Breathing can be assisted mechanically for people who have spontaneous but weak breathing or for people who cannot breathe on their own. Mechanical ventilation (MV), or assisted ventilation, can be used on a short-term or long-term basis, depending on the individual's medical needs.
Short-term use of MV generally occurs in a hospital ICU, e.g., during an acute illness or during and after an operation, until an individual can breathe unassisted. In the ICU, MV can be delivered noninvasively through a face or nasal mask, but is usually delivered by an endotracheal tube placed in the mouth and down the throat (intubation).  

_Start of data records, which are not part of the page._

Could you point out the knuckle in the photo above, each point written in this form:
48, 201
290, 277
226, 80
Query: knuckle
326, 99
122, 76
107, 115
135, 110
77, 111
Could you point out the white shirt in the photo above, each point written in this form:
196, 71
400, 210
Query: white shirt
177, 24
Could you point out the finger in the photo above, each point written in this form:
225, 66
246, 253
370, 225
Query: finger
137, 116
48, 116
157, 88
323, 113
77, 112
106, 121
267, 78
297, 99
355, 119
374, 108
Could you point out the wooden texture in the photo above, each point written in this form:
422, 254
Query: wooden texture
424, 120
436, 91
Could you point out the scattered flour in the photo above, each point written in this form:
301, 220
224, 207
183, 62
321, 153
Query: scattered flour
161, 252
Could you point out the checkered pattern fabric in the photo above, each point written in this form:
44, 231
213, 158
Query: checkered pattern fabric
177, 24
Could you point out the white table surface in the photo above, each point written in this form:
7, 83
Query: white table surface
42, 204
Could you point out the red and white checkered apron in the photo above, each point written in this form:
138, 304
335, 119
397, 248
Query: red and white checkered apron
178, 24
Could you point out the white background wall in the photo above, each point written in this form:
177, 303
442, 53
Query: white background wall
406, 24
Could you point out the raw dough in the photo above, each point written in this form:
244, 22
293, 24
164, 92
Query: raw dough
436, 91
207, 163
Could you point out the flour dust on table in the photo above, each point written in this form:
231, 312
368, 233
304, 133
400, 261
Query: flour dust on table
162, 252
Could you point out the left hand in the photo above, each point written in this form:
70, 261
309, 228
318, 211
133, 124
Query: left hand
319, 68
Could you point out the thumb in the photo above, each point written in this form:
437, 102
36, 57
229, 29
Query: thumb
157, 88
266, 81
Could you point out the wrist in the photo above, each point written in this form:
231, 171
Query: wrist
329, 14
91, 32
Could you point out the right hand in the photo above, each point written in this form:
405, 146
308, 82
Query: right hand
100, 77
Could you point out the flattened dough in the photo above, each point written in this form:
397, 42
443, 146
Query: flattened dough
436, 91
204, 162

In some cases, short-term use of MV in the hospital turns into longer-term use. Generally, if an individual has been intubated for an extended period, such as two or three weeks, a tracheotomy is performed. This is a surgical procedure that creates an opening in the neck to the windpipe. A plastic or metal tracheostomy tube is placed into the windpipe through this opening. The individual relies on air delivered by a machine through the tracheostomy tube rather than through a tube inserted into the nose or mouth and into the windpipe. When the person becomes medically stable, but still needs to use tracheostomy ventilation, he or she is usually discharged from the hospital to a skilled nursing facility or to home care if feasible. Eventually, the individual may be able to breathe unassisted or to be converted to noninvasive ventilation.